A new approach to help banks evaluate the sustainability of the farming enterprises that they lend to could lead to greater recognition and reward for farmers who look after the long-term health of their soil, water, and biodiversity. The new framework, developed by Dr Francisco Ascui, Senior Lecturer in Business and Climate Change at the University of Edinburgh Business School, has been launched by the Natural Capital Finance Alliance, a coalition of over 40 international financial institutions.
‘Natural capital’ is a term for the natural resources and ecosystems that provide flows of environmental goods and services that underpin the global economy. Agriculture often has both impacts and dependencies on natural capital, meaning that lenders to the sector are indirectly exposed to natural capital risk. Yet at present, banks still lend to farmers almost solely based on their most recent profit and loss accounts, not taking natural capital into account in their credit risk assessment.
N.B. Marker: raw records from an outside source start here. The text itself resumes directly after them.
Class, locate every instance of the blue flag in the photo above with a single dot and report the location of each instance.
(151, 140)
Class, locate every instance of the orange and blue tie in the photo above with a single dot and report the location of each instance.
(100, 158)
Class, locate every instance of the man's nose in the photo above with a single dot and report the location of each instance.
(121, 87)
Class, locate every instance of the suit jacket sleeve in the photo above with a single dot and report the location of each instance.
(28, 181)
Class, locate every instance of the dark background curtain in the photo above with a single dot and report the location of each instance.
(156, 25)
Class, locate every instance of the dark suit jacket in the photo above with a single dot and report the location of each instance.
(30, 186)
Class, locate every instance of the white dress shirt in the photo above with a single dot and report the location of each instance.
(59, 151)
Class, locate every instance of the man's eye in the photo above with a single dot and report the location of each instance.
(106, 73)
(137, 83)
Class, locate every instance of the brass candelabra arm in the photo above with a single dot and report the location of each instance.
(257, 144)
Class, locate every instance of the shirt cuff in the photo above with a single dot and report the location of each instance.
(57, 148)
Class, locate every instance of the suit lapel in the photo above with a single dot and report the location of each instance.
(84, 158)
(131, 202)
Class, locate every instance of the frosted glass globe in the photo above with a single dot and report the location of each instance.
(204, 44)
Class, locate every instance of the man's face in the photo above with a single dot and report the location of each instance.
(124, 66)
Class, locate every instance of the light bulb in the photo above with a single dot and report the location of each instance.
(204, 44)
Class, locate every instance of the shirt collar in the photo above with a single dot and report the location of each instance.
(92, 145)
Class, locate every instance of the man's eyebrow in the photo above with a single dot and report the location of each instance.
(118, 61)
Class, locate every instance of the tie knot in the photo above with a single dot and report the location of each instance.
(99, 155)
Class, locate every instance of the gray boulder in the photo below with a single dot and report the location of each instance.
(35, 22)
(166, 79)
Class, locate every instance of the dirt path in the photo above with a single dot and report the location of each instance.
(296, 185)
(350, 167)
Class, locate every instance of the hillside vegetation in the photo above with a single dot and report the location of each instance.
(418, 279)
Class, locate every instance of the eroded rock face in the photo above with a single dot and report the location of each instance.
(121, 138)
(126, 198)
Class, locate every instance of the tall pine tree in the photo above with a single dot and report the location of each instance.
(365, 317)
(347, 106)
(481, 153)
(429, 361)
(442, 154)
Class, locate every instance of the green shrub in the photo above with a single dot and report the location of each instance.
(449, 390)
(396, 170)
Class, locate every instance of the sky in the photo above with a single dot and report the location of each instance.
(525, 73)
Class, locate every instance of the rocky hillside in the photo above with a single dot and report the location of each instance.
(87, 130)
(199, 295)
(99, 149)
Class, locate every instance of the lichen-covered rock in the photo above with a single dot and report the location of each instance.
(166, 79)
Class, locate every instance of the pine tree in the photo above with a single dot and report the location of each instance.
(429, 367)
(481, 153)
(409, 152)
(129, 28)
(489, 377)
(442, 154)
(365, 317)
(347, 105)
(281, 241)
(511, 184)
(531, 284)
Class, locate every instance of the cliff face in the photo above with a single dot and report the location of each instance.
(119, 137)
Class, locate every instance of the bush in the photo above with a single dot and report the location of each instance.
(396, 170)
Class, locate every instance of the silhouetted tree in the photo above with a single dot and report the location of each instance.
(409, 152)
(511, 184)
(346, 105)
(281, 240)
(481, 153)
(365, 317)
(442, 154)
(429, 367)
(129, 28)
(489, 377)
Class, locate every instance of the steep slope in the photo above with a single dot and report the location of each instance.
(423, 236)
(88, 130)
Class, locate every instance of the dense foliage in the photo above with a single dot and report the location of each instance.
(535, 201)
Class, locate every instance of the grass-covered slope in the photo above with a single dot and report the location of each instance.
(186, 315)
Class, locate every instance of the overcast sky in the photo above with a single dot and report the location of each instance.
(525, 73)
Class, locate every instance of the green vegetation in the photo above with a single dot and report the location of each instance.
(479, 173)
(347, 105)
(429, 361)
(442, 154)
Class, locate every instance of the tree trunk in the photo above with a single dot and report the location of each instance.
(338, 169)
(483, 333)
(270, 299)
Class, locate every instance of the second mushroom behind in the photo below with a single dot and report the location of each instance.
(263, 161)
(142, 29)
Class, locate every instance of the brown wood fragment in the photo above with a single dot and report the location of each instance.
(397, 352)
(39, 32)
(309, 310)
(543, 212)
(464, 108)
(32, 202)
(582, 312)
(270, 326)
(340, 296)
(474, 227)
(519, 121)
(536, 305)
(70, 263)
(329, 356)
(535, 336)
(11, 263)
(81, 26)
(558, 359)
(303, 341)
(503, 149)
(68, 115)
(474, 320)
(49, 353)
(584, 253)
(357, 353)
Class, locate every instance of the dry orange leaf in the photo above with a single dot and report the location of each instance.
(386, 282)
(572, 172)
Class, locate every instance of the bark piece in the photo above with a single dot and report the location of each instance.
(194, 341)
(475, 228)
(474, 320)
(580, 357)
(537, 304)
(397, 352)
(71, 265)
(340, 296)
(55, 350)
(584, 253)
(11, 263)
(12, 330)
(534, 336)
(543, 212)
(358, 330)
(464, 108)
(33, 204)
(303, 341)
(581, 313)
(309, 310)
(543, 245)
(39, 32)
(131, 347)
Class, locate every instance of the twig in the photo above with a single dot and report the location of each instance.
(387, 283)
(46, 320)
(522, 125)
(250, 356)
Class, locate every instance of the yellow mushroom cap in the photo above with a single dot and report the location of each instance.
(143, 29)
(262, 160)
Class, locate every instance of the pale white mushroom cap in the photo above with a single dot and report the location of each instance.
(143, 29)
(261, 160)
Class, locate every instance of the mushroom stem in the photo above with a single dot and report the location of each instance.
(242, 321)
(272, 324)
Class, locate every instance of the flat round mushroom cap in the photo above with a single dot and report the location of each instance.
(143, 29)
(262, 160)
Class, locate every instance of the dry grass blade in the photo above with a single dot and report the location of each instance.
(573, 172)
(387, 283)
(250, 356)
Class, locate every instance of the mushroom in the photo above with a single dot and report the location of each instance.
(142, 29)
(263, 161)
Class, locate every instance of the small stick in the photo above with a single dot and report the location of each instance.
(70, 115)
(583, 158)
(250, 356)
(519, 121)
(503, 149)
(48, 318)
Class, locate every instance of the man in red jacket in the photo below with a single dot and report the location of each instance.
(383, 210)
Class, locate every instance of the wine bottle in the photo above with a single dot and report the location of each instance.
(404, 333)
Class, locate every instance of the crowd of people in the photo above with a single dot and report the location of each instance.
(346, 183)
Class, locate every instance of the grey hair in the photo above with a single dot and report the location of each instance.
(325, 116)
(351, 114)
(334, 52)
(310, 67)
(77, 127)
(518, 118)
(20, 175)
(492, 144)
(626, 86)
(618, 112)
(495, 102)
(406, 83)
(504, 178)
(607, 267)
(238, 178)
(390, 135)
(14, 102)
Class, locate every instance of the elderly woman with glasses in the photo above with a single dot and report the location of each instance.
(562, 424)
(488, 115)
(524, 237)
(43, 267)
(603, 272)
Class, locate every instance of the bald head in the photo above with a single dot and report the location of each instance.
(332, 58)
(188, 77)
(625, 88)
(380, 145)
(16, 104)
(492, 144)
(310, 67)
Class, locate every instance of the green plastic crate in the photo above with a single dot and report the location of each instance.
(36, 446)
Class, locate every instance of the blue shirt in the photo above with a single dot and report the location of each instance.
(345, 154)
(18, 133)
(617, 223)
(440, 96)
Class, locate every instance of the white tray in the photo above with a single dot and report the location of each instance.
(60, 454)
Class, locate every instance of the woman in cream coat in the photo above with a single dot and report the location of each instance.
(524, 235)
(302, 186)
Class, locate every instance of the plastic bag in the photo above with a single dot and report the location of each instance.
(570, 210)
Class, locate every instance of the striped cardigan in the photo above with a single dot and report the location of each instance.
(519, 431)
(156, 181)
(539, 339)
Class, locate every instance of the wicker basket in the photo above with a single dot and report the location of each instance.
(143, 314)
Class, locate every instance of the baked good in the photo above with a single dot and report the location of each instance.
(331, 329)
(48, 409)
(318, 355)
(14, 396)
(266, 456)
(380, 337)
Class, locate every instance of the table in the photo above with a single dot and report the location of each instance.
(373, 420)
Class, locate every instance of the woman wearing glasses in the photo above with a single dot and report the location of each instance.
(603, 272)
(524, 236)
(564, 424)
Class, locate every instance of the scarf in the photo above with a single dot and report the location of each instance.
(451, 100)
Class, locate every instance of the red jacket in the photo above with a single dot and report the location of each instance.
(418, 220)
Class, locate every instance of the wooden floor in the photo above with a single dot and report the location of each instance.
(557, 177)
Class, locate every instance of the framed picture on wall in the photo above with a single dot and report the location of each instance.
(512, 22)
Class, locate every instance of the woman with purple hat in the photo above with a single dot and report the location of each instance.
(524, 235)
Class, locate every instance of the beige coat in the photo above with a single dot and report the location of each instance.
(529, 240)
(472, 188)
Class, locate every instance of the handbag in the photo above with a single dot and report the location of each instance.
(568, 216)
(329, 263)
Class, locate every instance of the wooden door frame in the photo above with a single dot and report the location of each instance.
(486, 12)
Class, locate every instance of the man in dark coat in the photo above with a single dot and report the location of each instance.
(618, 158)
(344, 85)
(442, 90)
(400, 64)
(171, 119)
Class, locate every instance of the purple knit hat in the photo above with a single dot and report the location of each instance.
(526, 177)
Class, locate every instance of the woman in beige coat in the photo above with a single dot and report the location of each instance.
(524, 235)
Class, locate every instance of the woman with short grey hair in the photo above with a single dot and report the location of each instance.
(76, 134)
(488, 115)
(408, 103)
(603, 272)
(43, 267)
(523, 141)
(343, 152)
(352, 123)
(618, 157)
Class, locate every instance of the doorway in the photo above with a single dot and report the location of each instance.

This is short-sighted, because a farm’s financial performance can be improved over the short-term in an unsustainable way, for example by over-application of fertiliser, which may boost yields but causes a build-up of acidity in the soil. In the longer-term, however, this type of activity will negatively affect the farmer’s financial performance, and therefore their ability to repay a loan. The new framework, developed by Dr Ascui, takes into account factors such as water availability, use and quality; soil health; biodiversity; energy use and greenhouse gas emissions, allowing banks to identify and increase lending to more sustainably run farms.
One challenge that was, up to now, holding banks back was that natural capital risks vary considerably across agricultural sectors and geographies. What is beneficial for one crop or type of livestock may be harmful for another. The new approach sets a global generic template for natural capital credit risk assessment which can be readily adapted for different agricultural sectors and geographies, with a worked example based on wheat cropping in Australia. The approach is designed to be consistent with the leading international standard for including natural capital in business decision-making, the Natural Capital Protocol.
Dr Ascui said:
“The agriculture sector is at the front line in terms of both its impacts and dependencies on the environment. Farmers are key custodians of our soil, water and biodiversity and depend on these resources for their livelihood, so lenders should recognise and reward more sustainable farming practices.
“This new approach to natural capital credit risk assessment is only a first step – the challenge will be in implementing it. This is a journey that we have to start, if we’re going to have any hope of achieving truly sustainable agriculture.”